What Fox is selling is a worldview that makes sense to its audience’s worldview. They aren’t selling information, because the audience didn’t come for that. Indeed, as Chan-Olmsted and Cha argue in the International Journal of Media Management, studies of cable news audiences suggest that the motivation to view in order to learn information is not a primary factor in people’s choice of cable news viewing.
Neither is Fox in the business to convert voters in Wisconsin, Colorado, or Nevada. They are concerned with feeding their tribe in Alabama, Indiana, and Arizona. It’s about communion, a word that shares a central relationship to community and communication, as James Carey famously pointed out. These are communers who return day after day, week after week, and by doing so, leave their offering in the viewing plate.

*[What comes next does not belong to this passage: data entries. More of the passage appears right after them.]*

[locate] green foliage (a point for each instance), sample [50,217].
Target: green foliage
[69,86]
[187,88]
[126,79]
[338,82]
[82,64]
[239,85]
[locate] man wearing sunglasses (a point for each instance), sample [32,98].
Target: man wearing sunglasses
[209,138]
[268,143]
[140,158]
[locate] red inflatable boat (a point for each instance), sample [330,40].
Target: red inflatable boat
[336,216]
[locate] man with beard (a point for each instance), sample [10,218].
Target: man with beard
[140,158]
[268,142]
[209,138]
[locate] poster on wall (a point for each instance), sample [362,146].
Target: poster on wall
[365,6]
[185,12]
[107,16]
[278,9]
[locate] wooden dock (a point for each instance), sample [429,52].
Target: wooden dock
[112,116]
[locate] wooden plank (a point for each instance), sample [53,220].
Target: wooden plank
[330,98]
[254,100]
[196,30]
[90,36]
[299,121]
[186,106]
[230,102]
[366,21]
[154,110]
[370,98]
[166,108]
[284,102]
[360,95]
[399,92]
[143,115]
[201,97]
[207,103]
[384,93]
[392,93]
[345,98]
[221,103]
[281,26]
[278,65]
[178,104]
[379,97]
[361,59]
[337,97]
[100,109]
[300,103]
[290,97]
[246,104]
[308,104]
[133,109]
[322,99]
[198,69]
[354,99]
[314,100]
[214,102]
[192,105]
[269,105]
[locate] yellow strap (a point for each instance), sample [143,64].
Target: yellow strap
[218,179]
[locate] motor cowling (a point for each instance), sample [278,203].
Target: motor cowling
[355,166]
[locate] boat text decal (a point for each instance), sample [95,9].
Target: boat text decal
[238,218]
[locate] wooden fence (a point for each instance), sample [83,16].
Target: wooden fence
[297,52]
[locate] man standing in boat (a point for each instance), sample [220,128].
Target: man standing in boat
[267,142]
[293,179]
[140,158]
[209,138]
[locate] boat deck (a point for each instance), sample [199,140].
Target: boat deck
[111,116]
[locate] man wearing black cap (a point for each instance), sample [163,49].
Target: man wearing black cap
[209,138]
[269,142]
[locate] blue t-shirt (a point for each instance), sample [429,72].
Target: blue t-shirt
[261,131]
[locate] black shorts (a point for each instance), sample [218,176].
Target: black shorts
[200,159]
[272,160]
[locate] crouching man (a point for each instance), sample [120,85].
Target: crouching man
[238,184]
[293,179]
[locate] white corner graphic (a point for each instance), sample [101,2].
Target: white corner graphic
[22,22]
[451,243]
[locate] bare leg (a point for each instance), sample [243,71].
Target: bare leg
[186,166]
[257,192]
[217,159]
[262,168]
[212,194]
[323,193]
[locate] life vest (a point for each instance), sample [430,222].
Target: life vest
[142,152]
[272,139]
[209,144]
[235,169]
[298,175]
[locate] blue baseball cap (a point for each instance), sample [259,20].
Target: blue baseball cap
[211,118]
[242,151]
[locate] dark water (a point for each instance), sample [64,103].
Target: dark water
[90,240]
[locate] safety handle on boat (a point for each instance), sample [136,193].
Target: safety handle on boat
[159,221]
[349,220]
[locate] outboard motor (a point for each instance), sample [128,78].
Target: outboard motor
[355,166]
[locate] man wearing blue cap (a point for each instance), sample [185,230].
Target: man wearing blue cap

News Corp didn’t just renew Roger Ailes contract before the election because they were confident he had brought or would bring them a victory. They did so because he makes them nearly a billion dollars in profits (40% of News Corps profits), a unit that is second only to the company’s film division for profitability. We might argue (as did Thomas Frank in 2004 concerning the electoral defeat of certain right-wing culture war initiatives) that failure is good for business. It sustains impatience, and given the network’s tendency to cast the viewer as protagonist in the struggle against evil liberals and the Kenyan Overlord, the viewer is, as Victor Turner once wrote, “overborn by duty” to keep tuning in, ever vigilant in defense of his or her core values that are under attack.

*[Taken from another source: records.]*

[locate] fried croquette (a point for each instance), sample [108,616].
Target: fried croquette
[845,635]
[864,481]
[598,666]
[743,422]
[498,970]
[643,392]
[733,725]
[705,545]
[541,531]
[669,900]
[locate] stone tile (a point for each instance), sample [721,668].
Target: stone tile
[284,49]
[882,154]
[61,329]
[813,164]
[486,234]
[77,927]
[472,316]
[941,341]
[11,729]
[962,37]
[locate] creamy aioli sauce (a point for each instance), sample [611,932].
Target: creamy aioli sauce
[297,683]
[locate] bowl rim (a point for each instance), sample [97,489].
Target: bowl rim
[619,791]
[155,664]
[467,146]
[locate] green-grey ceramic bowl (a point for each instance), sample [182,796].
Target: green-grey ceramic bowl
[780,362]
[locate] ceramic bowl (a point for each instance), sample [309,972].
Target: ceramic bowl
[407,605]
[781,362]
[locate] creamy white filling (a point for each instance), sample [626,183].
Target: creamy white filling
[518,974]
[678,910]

Perhaps the most prescient analysis of Fox News was made over a year ago, and unrelated to this election. Former Bush speechwriter and conservative columnist and blogger David Frum noted, “Republicans originally thought that Fox worked for us. Now we’re discovering that we work for Fox.” Literally, Fox has masterfully mined the fields of Republican politics for a cast of characters that make up the Fox team. Win or lose (preferably the latter, for then the Palins, Roves, and Huckabees are available for air time), they provide the talent and ideological perspective from which Fox crafts its programming around daily events and partisan struggles.

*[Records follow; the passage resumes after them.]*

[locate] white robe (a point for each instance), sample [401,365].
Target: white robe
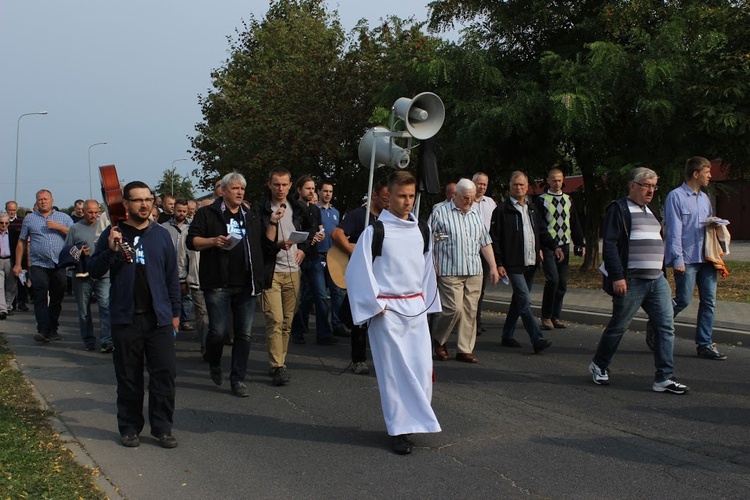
[401,346]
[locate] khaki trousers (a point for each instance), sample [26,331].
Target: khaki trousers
[279,302]
[459,296]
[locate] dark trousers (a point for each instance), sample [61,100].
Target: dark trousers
[359,333]
[43,282]
[135,343]
[556,282]
[485,277]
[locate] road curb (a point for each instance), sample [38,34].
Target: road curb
[721,335]
[80,454]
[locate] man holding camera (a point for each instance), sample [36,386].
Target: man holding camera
[560,220]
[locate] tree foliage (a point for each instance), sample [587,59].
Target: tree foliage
[173,183]
[601,86]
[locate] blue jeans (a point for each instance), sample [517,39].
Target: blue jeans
[43,282]
[655,298]
[220,302]
[83,288]
[520,305]
[337,295]
[556,284]
[705,275]
[314,290]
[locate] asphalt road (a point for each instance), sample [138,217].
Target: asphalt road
[516,425]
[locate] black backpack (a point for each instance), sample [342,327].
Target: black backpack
[379,234]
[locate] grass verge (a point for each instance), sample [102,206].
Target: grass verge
[34,462]
[734,288]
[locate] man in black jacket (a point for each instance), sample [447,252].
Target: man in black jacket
[516,240]
[234,249]
[279,300]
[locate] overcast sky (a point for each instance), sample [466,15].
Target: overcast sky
[128,73]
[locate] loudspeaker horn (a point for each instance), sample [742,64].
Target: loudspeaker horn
[386,153]
[423,115]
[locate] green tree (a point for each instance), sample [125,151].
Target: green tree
[173,183]
[598,87]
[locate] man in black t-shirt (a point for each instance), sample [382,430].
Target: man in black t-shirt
[345,237]
[233,251]
[145,313]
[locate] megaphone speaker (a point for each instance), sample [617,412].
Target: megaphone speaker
[386,153]
[423,115]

We make a mistake, I contend, in continuing to evaluate Fox’s place and role in American political culture through the lens of journalism (and its assumed information-seeking citizen-viewers), or even through the lens of politics. Fox News is about television and the assemblage of the largest audience it can muster. Like other reality shows that feature food or fashion or fishing, this one just happens to use politics for its performances.
It is in this regard that Frum gets it right—as the tribe comprised of the Republican politicians and Republican viewers engage in their ritual performances, they provide the (free) labor, while Fox simply coordinates, orchestrates, and performs its public demonstration of the tribe’s fight for survival. Unfortunately for Republicans, in this instance, another tribe has spoken.